Holat adalah nama dari salah satu makanan Indonesia. Hidangan ini merupakan makanan khas dari Padang Bolak, Kabupaten Padang Lawas Utara, Provinsi Sumatera Utara.[1]Tetapi, penyebaran makanan ini cukup luas, seperti di Kota Padang Sidempuan; Rantauprapat, Kabupaten Labuhan Batu; Kotapinang, Kabupaten Labuhan Batu Selatan; Aek Kanopan, Kabupaten Labuhan Batu Utara; dan Kota Medan. Makanan ini cukup unik. Misal, di Kota Padang Sidempuan, makanan berbahan dasar ikan itu cukup dikenal oleh suku Mandailing karena cita rasanya yang lezat dan manfaatnya untuk kesehatan. Jika bukan masyarakat asli daerah penyebarannya tersebut, nama Holat terdengar kurang familier.
Konon Holat merupakan makanan yang dibuat secara khusus bagi para raja di Tapanuli Selatan.[2] Jika melihat sekilas, Holat seperti hidangan ikan bakar berkuah, tetapi rasa gurihnya sangat terasa, apalagi karena ada bumbu utamanya. Pembuatan Holat menggunakan bahan-bahan khas yang ada di Sumatera Utara, antara lain, kulit kayu tanaman balakka yang biasanya hanya terdapat di hutan kawasan Tapanuli Selatan dan ikan jurung. Ikan tersebut adalah jenis ikan endemis yang rasanya manis dan biasanya dapat ditemukan di sungai-sungai di Padang Bolak.
Nama hidangan ini berasal dari kata 'holat' yang berarti kelat.[3] Kelat ini diambil dari rasa yang ada di dalam 'bumbu utama' untuk kuah siraman, yang dicampur potongan pakkat atau tunas rotan yang memang kelat. Pakkat yang digunakan adalah umbut rotan yang masih sangat muda dan rasanya agak pahit.
Cara memasak
Ada serangkaian proses memasak untuk mendapatkan bumbu utama dari Holat. Pertama-tama, kulit bagian dalam tanaman balakka (Phyllantus emblica L) diserut tipis batangnya lalu direndam air hangat kemudian diperas beberapa kali (biasanya dua hingga tiga kali penapisan) sehingga didapatkan kaldu yang diberi nama 'holat' ini.

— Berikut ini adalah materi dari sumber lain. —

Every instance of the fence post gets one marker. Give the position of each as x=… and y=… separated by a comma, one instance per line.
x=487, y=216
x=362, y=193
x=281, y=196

Selanjutnya, kaldu yang panas ini diberi tambahan sekerat jahe, irisan bawang, garam, dan serutan holat yang tersisa dari penapisan. Kuah bening pun berubah warna menjadi putih seperti santan matang. Kemudian kaldu tersebut dijadikan sebagai kuah untuk ikan panggang yang telah disajikan di piring. Ikan yang bisa dipilih adalah ikan mas atau ikan jurung. Sebelumnya, ikan yang sudah dibersihkan kemudian dibakar atau dipanggang setengah matang agar rasa manis ikannya masih ada.
Makanan ini kemudian diberi tambahan potongan pakkat, taburan tepung beras sangrai, dan campuran perasan jeruk nipis serta gilingan halus cabai mentah sebagai penambah rasa asam dan pedas. Irisan petai atau jengkol mentah biasanya disajikan sebagai tambahan lauk ini. Kecap manis atau kecap khas Sumatera Utara juga sering menjadi pelengkap hidangan. Taburan bawang goreng bisa menambah keharuman sup ikan ini.
Selain dari ikan, hidangan Holat juga mengandung gizi dari tanaman balakka, terutama getahnya yang dipercaya masyarakat mengandung antioksidan walaupun belum ada penelitian khusus soal tanaman tersebut dan khasiatnya untuk kesehatan.[4] Hidangan Holat juga sering disantap masyarakat yang merasa kurang fit badannya.
Tanaman balakka yang digunakan juga harus pas umurnya. Batang balakka ini harus yang berumur sedang, tidak terlalu muda atau tidak terlalu tua. Umur balakka ini dapat memengaruhi rasa Holat. Jika balakka yang berumur muda tidak terlalu kentara rasanya, sedangkan yang terlalu tua, rasanya pahit. Tanaman balakka ini nanti kulit luarnya akan dikupas. Daging batangnya yang akan diserut secara tipis. Balakka di tempat lain dikenal sebagai kemloko, pohon malaka, atau indian gooseberry. Pada awalnya, serutan pohon balakka ini digunakan untuk membersihkan lendir ikan yang diambil di sungai-sungai.
Makanan Holat ini terbilang langka. Namun, keberadaan Holat sampai kini masih bertahan. Bahkan, Holat dijadikan sebagai warisan takbenda 2017 dari Sumatera Utara. Ahli atau maestro hidangan Holat ini bernama G. Siregar Baumi gelar Ch. Sutan Tinggibarani Perkasa Alam Maryam Harahap.